We’re talking about Canada’s complex snarl of provincial electricity market regulations; where no two provinces have harmonious rules over electrical power generation and development, electrical transmission, environmental assessments and other regulated aspects of the electricity market. Some provinces are so radically different in approach that one can be a welcoming Mecca for investment in its electrical system. And right beside it, another province has an inhospitable regulatory environment and monopolistic regime where a Crown corporation makes, sells and rules virtually every electron in the power grid. Newcomer businesses to those electricity markets need not apply.

The provinces, says Vancouver lawyer David Bursey, a member of the Energy Regulatory Practice Group at Bennett Jones LLP, each have “a whole series of different social, economic and political experiments” that affect the current state and development of their electrical infrastructure.

“We need predictability, certainty and a reasonable expectation of reaching decisions. It is really important for investment.” Without certainty and a more harmonious regulatory regime throughout Canada that makes it easier to get approvals for new facilities — from electrical power generation to transmission — “then you are doomed to the status quo,” suggests Bursey. That status quo includes aging electrical infrastructure in many provinces and regulations that thwart technological innovation at the expense of the environment and consumers.

 

All of this gives headaches to the lawyers who advise clients on matters on all sides of the electricity market spectrum — governments, First Nations, power-generator developers, transmission companies, private utilities and the huge investment entities behind the scenes. It also gives them plenty of work.

“Complicated regulatory regimes are how I earn my living,” says Toronto lawyer Adam Chamberlain with a bit of a laugh.
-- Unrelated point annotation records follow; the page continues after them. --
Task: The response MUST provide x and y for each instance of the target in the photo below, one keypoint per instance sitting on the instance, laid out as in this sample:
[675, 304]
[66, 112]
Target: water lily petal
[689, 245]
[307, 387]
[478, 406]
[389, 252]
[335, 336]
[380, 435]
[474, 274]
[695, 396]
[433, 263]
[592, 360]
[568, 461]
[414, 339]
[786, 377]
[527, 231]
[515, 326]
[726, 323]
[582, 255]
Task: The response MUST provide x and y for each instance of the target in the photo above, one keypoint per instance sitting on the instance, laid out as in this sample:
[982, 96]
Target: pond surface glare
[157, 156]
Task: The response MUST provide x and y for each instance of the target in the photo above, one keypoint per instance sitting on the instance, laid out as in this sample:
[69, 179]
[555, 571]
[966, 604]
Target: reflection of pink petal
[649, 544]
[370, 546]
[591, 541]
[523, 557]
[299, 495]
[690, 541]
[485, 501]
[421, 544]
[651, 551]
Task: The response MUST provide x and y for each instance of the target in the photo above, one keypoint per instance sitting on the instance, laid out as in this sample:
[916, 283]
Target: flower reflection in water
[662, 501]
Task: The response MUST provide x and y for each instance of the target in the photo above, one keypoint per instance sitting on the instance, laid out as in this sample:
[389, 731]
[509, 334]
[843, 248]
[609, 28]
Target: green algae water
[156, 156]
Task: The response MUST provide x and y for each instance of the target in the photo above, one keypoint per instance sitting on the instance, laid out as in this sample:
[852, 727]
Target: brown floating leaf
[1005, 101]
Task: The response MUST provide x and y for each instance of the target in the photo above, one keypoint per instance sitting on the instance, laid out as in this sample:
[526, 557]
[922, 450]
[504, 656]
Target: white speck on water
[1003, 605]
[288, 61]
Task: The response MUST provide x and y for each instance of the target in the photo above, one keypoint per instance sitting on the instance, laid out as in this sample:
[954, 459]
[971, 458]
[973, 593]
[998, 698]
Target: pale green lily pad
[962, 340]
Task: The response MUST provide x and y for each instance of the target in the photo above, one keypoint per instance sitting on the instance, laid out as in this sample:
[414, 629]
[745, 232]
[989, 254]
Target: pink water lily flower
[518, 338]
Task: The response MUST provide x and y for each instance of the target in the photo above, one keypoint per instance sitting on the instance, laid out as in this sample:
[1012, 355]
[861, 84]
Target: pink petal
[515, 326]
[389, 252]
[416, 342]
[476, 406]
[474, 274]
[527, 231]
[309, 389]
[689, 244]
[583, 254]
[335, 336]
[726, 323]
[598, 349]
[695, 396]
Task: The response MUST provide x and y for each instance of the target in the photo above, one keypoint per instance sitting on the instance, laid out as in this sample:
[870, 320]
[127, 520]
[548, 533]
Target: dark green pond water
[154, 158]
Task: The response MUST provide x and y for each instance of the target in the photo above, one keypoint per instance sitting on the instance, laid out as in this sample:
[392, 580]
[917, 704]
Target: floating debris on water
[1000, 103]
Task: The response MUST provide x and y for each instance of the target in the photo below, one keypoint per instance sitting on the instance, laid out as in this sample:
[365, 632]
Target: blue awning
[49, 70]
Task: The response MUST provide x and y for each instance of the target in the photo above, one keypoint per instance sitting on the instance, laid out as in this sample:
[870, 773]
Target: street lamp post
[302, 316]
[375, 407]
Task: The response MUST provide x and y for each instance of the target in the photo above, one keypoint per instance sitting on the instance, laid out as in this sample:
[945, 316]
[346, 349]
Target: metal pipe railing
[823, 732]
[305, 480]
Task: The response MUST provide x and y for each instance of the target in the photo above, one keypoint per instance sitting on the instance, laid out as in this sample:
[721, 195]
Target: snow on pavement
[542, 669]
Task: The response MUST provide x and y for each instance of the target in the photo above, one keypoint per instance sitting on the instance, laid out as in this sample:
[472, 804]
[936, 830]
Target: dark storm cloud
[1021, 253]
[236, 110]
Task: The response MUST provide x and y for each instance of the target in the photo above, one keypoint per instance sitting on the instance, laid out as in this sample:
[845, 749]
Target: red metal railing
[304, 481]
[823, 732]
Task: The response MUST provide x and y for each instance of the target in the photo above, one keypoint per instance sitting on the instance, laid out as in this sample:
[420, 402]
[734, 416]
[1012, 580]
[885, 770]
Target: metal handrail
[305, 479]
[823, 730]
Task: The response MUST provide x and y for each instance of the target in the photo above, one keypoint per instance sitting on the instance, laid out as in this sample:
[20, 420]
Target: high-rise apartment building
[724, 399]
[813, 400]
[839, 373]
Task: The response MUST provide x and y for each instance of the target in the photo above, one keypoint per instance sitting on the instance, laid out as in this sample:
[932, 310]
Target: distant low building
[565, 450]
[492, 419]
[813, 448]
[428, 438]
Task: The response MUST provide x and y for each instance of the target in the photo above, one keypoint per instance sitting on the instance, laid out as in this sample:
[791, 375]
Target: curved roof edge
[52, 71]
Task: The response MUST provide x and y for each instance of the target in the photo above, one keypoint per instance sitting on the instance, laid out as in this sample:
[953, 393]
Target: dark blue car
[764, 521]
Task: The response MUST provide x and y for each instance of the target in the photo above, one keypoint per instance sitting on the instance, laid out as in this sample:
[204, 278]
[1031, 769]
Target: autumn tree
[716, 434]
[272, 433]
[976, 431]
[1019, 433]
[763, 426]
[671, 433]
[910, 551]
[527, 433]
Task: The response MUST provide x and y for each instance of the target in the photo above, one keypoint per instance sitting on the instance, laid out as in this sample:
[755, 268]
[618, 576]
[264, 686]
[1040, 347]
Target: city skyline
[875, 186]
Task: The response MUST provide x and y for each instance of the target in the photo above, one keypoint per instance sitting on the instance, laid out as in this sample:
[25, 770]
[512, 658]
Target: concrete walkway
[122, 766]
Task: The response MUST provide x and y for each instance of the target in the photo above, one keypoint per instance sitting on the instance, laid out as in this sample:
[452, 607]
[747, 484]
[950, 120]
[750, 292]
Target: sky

A partner in Gowling WLG’s Toronto office, Chamberlain specializes in environmental law. He’s worked as counsel on electrical infrastructure matters in a variety of jurisdictions, including Ontario, Alberta, Nunavut and the Yukon. “It can be tricky as a lawyer to keep on top of all the jurisdictions. But for people like me who are kind of regulatory geeks, it’s also very interesting.”

In the two-plus decades Chamberlain has been practising, he’s seen plenty of change in electricity market generation and regulation across Canada. That’s particularly so in Alberta and Ontario; the two provinces where Crown corporations do not completely own the game, where there are varying degrees of market competition, and where the regulatory regimes most contrast with each other and the other provinces and territories.

Electrical generation in Canada, soon after 1881 when a steam-driven generator in Toronto lit up arc lamps around — what else — a hockey rink, had been the exclusive purview of provincial monopolies for much of our history.

One of the world’s first integrated public electrical utilities was the Hydro-Electric Power Commission of Ontario, founded in 1906, and renamed Ontario Hydro in 1974.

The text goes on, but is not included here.